The tiger population is dwindling. In fact, these big cats are facing extinction in the wild. Displaced from their natural habitats all around the globe due to everything from the palm oil trade in Indonesia to coal mining in India, there are now only about 3,000 tigers roaming the wild worldwide, according to Greenpeace.
It's an alarming statistic, and Greenpeace is hoping to rally support to save these majestic animals through a Cats Save Tigers campaign created by London-based advertising agency Mr. President and launched on July 29 to coincide with International Tiger Day, an event born at the 2010 International Tiger Forum held in St. Petersburg, Russia.
At the center of the social effort is a Cats Save Tigers video that finds some of the Internet’s most famous cats, including Lil Bub, Princess Monster Truck, Venus the Two-Faced Cat, Hamilton the Hipster Cat, and Pudge, standing up for tigers in all sorts of cute ways—Lil Bub bravely visits tigers at the zoo, observing his friends through a fence, while Captain Pancakes actually dons a tiger suit—and encouraging people to take up the cause.
Cat lovers can also get their own felines involved by creating Cats Save Tigers memes and sharing them via Facebook and Twitter, or uploading the images to Instagram with the hashtag #CatsSaveTigers.
"Our goal is to raise awareness of the issue, the heartbreaking facts and the destiny that awaits the remaining tigers in the world if people don’t open their eyes and support organizations like Greenpeace’s work on the ground," says Thea Hamrén, the creative director at Mr. President who spearheaded the pro bono campaign, inspired by Greenpeace’s efforts and driven by the fact that she is a self-described "crazy cat lady."
"As an agency, we have a very open creative climate where we are encouraged to bring our passions to work and create our own briefs even without a client in mind," Hamrén continues. "Once in awhile, a very simple idea comes along that you can’t get out of your head—the thought of the biggest cats online helping the biggest cats in the wild was just so actionable that we had to jump on it and give it everything we had. Greenpeace jumped on it, too, and we’re seeing it as a bit of an experiment both from our side and Greenpeace’s."
The "Cats Save Tigers" campaign is certainly a different approach for Greenpeace, which tends to share messages in a much more serious manner. For her part, Tracy Frauzel, Greenpeace's mobilization strategy director, believes that the lighthearted campaign will reach an audience that might not be so familiar with the organization's work. "If we are going to save the world's remaining 3,000 wild tigers and their habitat, Greenpeace is going to have to engage a much broader and younger audience," Frauzel maintains. "The organization is middle-aged now, but that doesn't mean our campaigns have to be, and reaching new audiences means more experimentation, taking more risks, maybe doing something that will be a little cringe-worthy or seem a bit 'fluffy' for some of our more seasoned and serious campaigners."
This is a fluffy question, but we have to ask: How challenging was it to line up all of that cat talent for the video?
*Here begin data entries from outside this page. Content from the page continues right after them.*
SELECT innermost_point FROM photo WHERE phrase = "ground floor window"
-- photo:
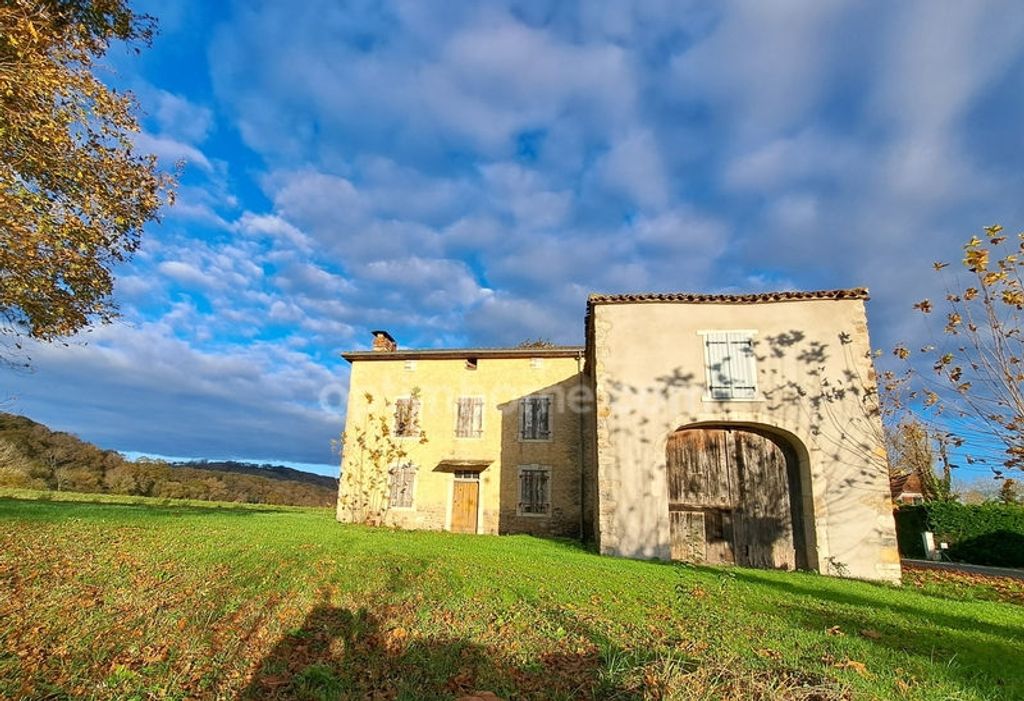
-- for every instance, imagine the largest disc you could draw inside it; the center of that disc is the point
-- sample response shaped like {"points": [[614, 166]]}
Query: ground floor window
{"points": [[402, 482], [535, 490]]}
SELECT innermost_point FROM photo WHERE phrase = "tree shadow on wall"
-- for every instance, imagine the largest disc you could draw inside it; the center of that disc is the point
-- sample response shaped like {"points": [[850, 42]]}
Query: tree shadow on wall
{"points": [[341, 654]]}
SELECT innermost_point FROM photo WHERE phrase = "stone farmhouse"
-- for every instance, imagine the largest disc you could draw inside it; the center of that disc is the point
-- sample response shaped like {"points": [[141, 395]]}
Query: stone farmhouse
{"points": [[706, 428]]}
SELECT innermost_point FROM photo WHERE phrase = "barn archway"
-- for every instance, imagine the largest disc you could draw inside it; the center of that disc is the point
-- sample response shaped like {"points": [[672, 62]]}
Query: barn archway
{"points": [[735, 496]]}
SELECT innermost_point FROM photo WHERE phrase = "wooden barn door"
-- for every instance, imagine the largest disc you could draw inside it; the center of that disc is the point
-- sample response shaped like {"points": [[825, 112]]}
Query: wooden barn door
{"points": [[729, 498]]}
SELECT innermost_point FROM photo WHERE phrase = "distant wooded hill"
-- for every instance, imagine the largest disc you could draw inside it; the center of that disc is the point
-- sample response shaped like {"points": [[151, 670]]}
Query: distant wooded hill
{"points": [[33, 456]]}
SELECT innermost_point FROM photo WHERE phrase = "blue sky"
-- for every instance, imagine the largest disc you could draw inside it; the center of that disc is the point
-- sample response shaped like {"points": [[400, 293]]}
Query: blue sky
{"points": [[466, 173]]}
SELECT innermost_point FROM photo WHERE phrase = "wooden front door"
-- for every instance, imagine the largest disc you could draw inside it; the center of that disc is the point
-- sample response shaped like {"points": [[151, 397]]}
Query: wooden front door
{"points": [[729, 498], [465, 497]]}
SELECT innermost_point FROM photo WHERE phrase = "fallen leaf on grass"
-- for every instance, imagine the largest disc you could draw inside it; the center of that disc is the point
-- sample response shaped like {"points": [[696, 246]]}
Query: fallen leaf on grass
{"points": [[857, 666]]}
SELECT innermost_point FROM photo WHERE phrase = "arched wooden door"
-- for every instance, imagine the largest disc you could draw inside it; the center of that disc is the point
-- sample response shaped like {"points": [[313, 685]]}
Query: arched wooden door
{"points": [[729, 498]]}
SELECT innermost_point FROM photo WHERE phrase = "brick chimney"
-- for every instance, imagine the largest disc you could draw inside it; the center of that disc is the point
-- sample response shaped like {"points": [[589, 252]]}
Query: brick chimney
{"points": [[384, 342]]}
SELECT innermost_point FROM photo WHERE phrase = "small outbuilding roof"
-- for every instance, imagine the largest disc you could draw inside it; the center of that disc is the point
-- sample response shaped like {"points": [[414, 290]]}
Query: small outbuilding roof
{"points": [[758, 298], [466, 353]]}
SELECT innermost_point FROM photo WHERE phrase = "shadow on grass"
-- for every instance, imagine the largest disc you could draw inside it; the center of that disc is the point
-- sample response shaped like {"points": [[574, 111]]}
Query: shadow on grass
{"points": [[51, 509], [340, 654], [979, 653]]}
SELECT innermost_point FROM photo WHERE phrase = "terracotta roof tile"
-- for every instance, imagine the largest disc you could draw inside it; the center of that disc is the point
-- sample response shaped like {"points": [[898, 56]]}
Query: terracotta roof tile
{"points": [[699, 298]]}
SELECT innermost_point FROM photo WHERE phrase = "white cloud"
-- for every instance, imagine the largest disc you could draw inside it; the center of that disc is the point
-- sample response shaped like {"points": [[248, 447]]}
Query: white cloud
{"points": [[633, 167]]}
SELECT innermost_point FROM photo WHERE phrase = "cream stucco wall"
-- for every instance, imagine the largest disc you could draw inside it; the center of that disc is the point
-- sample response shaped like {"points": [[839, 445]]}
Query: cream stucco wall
{"points": [[816, 386], [501, 382]]}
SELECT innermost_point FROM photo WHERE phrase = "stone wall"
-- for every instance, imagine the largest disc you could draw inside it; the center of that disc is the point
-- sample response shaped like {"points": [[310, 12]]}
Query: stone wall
{"points": [[816, 390]]}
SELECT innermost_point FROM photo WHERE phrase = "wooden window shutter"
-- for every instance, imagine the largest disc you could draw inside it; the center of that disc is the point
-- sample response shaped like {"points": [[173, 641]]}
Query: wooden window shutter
{"points": [[477, 424], [526, 418], [544, 417]]}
These cats are celebrities, after all. "Getting to know how the ‘cat-universe’ works online has been very interesting," Hamrén says. "There are definitely big differences [between] corporations where the cat is a brand or an e-commerce platform versus people who do it for the love of their feline friends. We are very happy that the cats we chose to collaborate with have owners with a true passion for animals that doesn’t come with a price tag."